The second thing on my radar is the vaccine effectiveness. Starting in the spring, the hype surrounding the vaccine will end and we will begin to know the true answers to several questions: is the vaccine as effective as advertised? will enough people even take it? is it really safe? And, will the virus mutate making the vaccine ineffective after just a few months? Wall Street is convinced all will go well—hopefully that will be the case. However, there is asymmetric room on the downside with these vaccines.
Finally, the third concern could creep in towards the end of next year. If all goes well in D.C. and with the vaccine and the economy, the Fed should begin to significantly taper its QE program and support of the entire bond market (including treasuries, munis and junk bonds). This should lead to a significant back up in yields and could cause panic in equities just like the it did in the fall of 2018 when stocks suffered a 20% free-fall. The removal of the Fed’s backstops would be a disaster for the market and the economy.
How can I be sure you ask? The WSJ reported that 40% of all listed companies now make no money at all; and 20% of shares traded on an exchange belong to the category of zombies—companies that don’t make enough revenue to handle even the interest on existing debt after paying basic expenses. These zombies have taken on a tremendous amount of new debt in order to carry them through the pandemic. How much debt? Over one trillion—which is an increase of 270% in just over the past year for these zombies. Their debt now totals nearly $1.4 trillion up from $378 billion last year. But yet–thanks to the Fed–these companies’ borrowing costs are at a record low. Then, you must add in to that the scars of all those existing businesses that have survived the pandemic, which still isn’t quite over yet, having to lug around an increase of what should be about a $3 trillion of new debt on top of the record $17.5 trillion total non-financial business already outstanding. What you end up with is a business sector that is left with a gigantic addiction problem to perpetually low borrowing costs that must remain in place forever.
I believe towards the middle of next year reality could creep back into markets. The vaccine will help shift spending habits to restaurants, hotels and airlines. But that spending will be taken from what was spent on home improvements and tech gadgets this year. Hence, the idea of a robust rebound could sputter and falter by the third quarter of 2021. Or, the Fed could kill the market just like it did in 2018 by threatening to begin normalizing monetary policy.

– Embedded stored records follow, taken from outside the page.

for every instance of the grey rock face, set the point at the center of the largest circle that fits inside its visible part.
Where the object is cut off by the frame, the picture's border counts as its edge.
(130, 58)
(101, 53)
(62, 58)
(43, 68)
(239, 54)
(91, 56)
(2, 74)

This is why I’ll be monitoring very closely the changes to fiscal and monetary policies in the new year. Once yields mean revert–and one day you can be 100% sure they will (either due to inflation, insolvency or both) –the party will end and the ensuing depression will be like nothing ever seen before.
Now, I don’t know how any of those three dynamics will turn out. Neither does anyone else by the way. But, having a data and math-driven model that allows us to actively navigate these dangerous waters is essential right now and becoming even more crucial as we approach the eventual day of reckoning.